No CLI flags. All configuration happens in the browser form on first load.

Enter the same server host you use for /admin. If your stack runs on a custom HTTPS port, include it in the form, for example api-roborock.example.com:8443.

The same onboarding token.r limit applies in the GUI: the final host[:port]/ value must be 32 characters or less.

The main reason to use the GUI version is that this flow makes you switch your machine between your normal Wi-Fi and the vacuum's Wi-Fi hotspot several times. A browser talking to 127.0.0.1 keeps working through those switches. The CLI version can get into a bad state if a blocking network call hits while you are still on the vacuum hotspot.

What it does on startup

  1. Picks a random free port on 127.0.0.1.
  2. Generates a random per-run access token.
  3. Starts a local server bound to localhost only.
  4. Opens your default browser to http://127.0.0.1:<port>/?token=<token>.

The server is not reachable from your LAN. The token is included in the launch URL and is required for the protected UI/API requests, so other processes or browser tabs on the same machine cannot drive the onboarding flow unless they have that URL. If the browser does not open on its own, copy the URL printed in the terminal (including the ?token=... part) and open it manually.

The five phases

The UI shows a stepper across the top and walks you through five phases:

  1. Configure. Fill in the server host, admin password, your home Wi-Fi SSID and password, timezone, and country domain. The POSIX TZ string and country domain are auto-derived from the timezone if you leave them blank. Same fields as the CLI, just in a form.
  2. Select vacuum.
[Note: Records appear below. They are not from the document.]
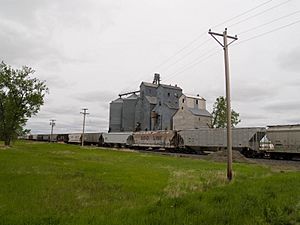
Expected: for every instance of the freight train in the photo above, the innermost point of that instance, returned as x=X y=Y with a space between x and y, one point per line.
x=279 y=142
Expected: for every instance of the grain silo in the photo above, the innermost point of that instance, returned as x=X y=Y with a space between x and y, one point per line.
x=128 y=114
x=115 y=115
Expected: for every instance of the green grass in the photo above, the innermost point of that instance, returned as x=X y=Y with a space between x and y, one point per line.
x=43 y=183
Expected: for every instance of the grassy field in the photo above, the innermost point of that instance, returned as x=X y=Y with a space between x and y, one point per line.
x=43 y=183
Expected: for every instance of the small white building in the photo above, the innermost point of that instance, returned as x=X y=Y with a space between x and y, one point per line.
x=192 y=113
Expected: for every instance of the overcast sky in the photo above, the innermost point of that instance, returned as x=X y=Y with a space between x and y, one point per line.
x=89 y=51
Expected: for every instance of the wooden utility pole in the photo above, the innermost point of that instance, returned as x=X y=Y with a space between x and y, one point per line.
x=83 y=125
x=52 y=124
x=228 y=101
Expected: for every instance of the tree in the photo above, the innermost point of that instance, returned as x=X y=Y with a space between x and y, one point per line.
x=219 y=114
x=21 y=96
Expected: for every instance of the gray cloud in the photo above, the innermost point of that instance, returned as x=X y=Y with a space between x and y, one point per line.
x=283 y=107
x=97 y=96
x=290 y=60
x=253 y=92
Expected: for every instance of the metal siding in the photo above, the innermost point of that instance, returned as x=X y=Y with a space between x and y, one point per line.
x=74 y=138
x=115 y=117
x=128 y=115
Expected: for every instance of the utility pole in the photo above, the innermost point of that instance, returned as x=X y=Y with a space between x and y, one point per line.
x=83 y=125
x=225 y=45
x=52 y=124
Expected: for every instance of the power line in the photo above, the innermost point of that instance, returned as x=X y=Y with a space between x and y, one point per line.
x=204 y=33
x=268 y=32
x=242 y=14
x=196 y=62
x=188 y=53
x=260 y=13
x=270 y=22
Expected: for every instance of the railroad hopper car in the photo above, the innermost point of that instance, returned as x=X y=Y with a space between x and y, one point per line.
x=74 y=138
x=43 y=137
x=285 y=141
x=162 y=140
x=62 y=138
x=214 y=139
x=118 y=139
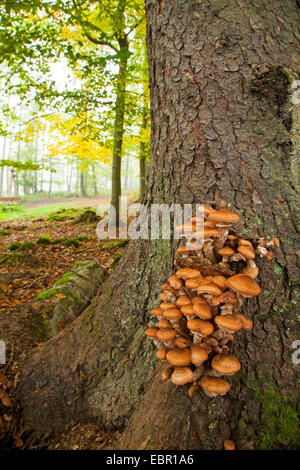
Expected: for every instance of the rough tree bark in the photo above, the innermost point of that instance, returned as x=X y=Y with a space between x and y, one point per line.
x=223 y=124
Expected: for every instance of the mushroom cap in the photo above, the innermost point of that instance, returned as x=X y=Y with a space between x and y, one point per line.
x=182 y=375
x=164 y=324
x=209 y=223
x=188 y=310
x=198 y=354
x=183 y=300
x=175 y=282
x=209 y=288
x=166 y=286
x=179 y=357
x=182 y=342
x=195 y=245
x=251 y=272
x=172 y=313
x=246 y=322
x=220 y=281
x=188 y=273
x=228 y=297
x=200 y=326
x=161 y=354
x=202 y=310
x=223 y=215
x=214 y=385
x=226 y=364
x=244 y=242
x=229 y=444
x=193 y=283
x=164 y=297
x=226 y=251
x=166 y=373
x=166 y=305
x=228 y=322
x=167 y=334
x=182 y=249
x=198 y=300
x=244 y=285
x=247 y=251
x=188 y=226
x=157 y=312
x=151 y=332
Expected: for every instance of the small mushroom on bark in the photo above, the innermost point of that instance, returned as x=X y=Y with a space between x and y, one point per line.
x=166 y=373
x=200 y=328
x=198 y=355
x=152 y=334
x=225 y=364
x=213 y=386
x=182 y=376
x=179 y=357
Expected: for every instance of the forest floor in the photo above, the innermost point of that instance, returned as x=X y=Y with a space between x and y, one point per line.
x=43 y=206
x=28 y=266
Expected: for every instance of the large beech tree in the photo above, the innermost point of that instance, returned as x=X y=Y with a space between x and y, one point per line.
x=223 y=125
The script logs into the main server and lists the known vacuums with pills showing whether each has a public key, is connected, and how many query samples it has. Click one to start a session.
  3. Send onboarding. Reset the vacuum's Wi-Fi, join its hotspot on this machine, then click "Send onboarding packet". The script sends the cfgwifi packet to 192.168.8.1 over the hotspot.
  4. Reconnect and poll. Switch back to your normal Wi-Fi. The UI waits for the main server to become reachable again (up to two minutes), then polls every few seconds for up to five minutes. That five-minute window is for the vacuum to make progress, not a deadline for you to reconnect instantly. If you know you are already back online, click "I'm back online, skip the wait".
  5. Done. The UI tells you whether to run another cycle, pick a different vacuum, or finish.

A live log pane below the stepper shows every packet, status check, and state transition. This is the same information the CLI prints to the terminal.
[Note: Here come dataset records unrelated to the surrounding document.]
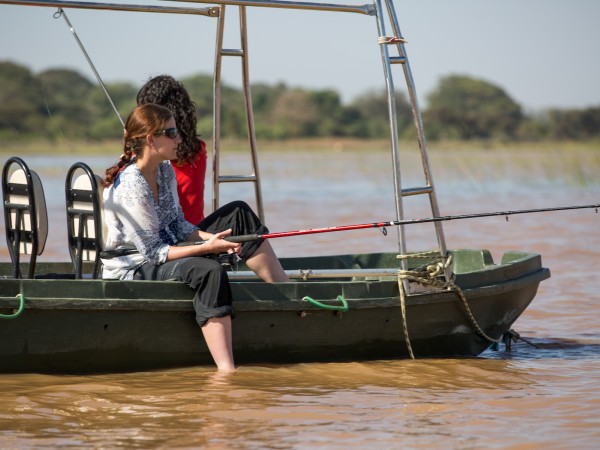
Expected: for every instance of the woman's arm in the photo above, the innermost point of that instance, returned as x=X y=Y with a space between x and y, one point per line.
x=215 y=244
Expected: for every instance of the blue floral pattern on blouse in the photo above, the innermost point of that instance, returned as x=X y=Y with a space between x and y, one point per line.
x=135 y=219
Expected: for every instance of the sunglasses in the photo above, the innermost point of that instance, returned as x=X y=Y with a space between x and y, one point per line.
x=171 y=133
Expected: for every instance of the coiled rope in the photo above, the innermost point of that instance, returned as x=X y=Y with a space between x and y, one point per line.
x=18 y=312
x=432 y=274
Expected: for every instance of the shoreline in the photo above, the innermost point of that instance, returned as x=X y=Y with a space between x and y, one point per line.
x=78 y=147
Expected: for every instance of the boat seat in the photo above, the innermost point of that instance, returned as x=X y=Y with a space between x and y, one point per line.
x=25 y=215
x=85 y=221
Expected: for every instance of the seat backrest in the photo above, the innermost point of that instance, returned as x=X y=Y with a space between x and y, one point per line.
x=85 y=221
x=25 y=215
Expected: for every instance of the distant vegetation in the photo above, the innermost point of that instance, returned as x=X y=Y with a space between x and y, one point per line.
x=59 y=103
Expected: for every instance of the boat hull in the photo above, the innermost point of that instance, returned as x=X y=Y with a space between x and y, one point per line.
x=82 y=326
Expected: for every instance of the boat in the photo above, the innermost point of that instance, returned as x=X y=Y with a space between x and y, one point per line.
x=61 y=317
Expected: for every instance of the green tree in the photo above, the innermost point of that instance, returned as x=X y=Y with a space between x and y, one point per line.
x=574 y=123
x=367 y=116
x=467 y=108
x=65 y=94
x=20 y=107
x=106 y=124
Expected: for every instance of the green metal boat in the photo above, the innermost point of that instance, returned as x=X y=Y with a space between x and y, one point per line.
x=59 y=317
x=70 y=325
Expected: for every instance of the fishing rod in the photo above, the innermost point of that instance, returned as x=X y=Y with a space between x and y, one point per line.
x=128 y=250
x=254 y=237
x=63 y=14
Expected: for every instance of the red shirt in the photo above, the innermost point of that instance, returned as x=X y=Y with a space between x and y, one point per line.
x=190 y=186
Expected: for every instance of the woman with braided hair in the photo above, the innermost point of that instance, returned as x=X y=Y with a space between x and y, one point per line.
x=145 y=222
x=190 y=169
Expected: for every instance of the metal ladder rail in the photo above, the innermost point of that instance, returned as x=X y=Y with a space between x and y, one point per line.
x=402 y=59
x=242 y=53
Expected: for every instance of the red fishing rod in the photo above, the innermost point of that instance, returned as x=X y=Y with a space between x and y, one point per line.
x=254 y=237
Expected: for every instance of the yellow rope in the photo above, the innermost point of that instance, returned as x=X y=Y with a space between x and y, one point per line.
x=432 y=274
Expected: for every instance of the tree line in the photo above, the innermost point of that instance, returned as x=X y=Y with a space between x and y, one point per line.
x=60 y=102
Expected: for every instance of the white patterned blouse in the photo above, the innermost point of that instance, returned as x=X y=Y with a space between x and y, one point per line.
x=134 y=219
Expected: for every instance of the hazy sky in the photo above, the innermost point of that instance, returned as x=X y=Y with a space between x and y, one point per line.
x=544 y=53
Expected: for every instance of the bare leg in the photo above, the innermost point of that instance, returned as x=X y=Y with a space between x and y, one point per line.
x=217 y=333
x=265 y=264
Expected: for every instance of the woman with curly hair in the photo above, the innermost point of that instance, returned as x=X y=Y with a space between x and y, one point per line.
x=190 y=169
x=190 y=164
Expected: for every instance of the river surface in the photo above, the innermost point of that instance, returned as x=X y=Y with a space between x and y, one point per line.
x=543 y=394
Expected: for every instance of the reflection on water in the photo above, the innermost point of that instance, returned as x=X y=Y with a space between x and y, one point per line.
x=538 y=396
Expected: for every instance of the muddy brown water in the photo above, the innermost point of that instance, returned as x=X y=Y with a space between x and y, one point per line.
x=533 y=397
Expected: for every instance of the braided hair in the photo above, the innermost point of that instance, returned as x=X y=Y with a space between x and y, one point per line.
x=167 y=91
x=143 y=121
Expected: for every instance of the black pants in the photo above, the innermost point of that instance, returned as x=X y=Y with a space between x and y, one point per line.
x=241 y=219
x=206 y=276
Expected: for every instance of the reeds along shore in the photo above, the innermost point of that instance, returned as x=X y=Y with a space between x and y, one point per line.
x=79 y=147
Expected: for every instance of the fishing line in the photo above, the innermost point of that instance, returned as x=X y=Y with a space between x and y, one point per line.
x=60 y=12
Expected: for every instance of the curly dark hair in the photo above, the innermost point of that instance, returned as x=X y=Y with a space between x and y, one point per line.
x=167 y=91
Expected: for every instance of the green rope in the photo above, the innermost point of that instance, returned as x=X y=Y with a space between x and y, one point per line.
x=343 y=308
x=18 y=312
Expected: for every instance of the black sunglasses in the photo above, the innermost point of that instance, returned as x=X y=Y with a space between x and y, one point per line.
x=171 y=133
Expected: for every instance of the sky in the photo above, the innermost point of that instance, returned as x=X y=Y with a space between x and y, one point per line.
x=543 y=53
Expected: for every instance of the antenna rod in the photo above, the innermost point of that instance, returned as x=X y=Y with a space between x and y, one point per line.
x=62 y=13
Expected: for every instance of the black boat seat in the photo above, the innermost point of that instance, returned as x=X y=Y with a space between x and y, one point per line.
x=25 y=215
x=85 y=221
Your inputs live only in memory for the duration of the run and are discarded when you click Quit or shut down the server.
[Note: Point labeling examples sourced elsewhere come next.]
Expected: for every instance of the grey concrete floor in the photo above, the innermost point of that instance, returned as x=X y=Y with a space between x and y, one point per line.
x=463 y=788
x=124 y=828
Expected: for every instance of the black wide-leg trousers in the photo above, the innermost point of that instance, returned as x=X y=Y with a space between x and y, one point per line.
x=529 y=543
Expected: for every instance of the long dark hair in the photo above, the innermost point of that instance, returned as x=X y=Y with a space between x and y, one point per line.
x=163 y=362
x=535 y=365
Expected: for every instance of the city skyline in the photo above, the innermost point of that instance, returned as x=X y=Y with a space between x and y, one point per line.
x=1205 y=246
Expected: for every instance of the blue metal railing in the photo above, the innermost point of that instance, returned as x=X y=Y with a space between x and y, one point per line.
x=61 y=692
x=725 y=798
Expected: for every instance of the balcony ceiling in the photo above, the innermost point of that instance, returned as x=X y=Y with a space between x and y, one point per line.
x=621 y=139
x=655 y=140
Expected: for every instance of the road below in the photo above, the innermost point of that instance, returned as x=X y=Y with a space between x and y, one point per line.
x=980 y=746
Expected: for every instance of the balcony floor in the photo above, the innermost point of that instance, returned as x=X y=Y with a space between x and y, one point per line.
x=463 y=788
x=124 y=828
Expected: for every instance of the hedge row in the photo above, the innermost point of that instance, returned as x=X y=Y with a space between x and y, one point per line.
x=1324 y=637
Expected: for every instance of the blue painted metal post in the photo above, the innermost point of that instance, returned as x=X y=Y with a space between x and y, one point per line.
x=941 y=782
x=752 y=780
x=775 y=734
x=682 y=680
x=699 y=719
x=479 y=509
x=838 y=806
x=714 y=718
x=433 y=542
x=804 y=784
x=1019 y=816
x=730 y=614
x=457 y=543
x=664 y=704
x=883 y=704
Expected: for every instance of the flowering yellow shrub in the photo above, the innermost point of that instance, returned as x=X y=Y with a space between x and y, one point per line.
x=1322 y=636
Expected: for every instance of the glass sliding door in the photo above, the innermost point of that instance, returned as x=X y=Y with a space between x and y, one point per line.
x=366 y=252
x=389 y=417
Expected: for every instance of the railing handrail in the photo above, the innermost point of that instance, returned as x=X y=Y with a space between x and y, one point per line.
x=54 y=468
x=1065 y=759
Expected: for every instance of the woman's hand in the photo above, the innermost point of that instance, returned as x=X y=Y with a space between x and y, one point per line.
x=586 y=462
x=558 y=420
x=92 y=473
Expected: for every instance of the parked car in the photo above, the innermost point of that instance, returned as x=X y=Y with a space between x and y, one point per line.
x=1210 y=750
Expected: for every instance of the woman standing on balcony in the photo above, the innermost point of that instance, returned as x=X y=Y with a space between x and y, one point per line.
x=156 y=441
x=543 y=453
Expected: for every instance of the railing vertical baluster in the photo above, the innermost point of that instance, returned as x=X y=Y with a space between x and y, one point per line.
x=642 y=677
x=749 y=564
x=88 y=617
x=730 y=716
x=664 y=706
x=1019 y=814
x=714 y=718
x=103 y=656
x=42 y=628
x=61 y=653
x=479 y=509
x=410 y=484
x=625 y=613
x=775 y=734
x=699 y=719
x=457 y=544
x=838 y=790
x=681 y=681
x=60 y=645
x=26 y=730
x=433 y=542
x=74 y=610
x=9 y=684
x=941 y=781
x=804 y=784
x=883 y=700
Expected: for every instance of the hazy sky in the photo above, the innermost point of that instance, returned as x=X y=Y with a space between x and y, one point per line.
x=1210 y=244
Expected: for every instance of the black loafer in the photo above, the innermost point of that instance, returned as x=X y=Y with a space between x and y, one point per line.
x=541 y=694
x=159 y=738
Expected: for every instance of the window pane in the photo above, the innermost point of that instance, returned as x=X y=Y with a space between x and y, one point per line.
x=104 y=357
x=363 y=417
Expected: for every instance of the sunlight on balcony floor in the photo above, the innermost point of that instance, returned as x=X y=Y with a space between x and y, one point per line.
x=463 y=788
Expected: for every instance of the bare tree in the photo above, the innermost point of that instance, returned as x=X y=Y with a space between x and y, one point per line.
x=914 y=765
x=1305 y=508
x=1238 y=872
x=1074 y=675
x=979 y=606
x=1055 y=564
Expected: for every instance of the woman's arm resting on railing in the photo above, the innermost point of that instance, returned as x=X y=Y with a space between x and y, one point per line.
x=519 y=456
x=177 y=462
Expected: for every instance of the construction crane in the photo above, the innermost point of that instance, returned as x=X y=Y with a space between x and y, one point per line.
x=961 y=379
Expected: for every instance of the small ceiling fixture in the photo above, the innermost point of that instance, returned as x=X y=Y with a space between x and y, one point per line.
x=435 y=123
Unlike start_onboarding.py, the GUI flow also serves the local HTML file. If you copy it to another machine, keep start_onboarding_gui.py, ui.html, and onboarding_shared.py together in the same directory.

Same caveats as the CLI

Everything in "What To Expect" above still applies. Some vacuums need 2-4 cycles, the Wi-Fi reset on the vacuum is still manual, and the POSIX TZ examples are the same. Only the interface changed, the underlying packet flow is identical.

Troubleshooting

  • The browser didn't open. Copy the URL printed in the terminal (including the ?token=... query string) and open it manually.
  • "Onboarding send failed" right after clicking send. You are probably not joined to the vacuum's hotspot yet, or the vacuum is not in pairing mode. Reset its Wi-Fi and try again.
  • "No known vacuums are available for onboarding." Go back and finish the cloud import/fetch-data step first so the server has the vacuum inventory.
  • "Could not reach the server after leaving the vacuum hotspot." Your machine did not rejoin your normal Wi-Fi within two minutes. Check your network and click Retry.
  • The UI is stuck on "Polling...". Give it the full five-minute timeout. Some vacuums are especially slow on the final cycle after the public key is already ready. If nothing changes, check the log pane for errors, then click Retry or Pick another vacuum.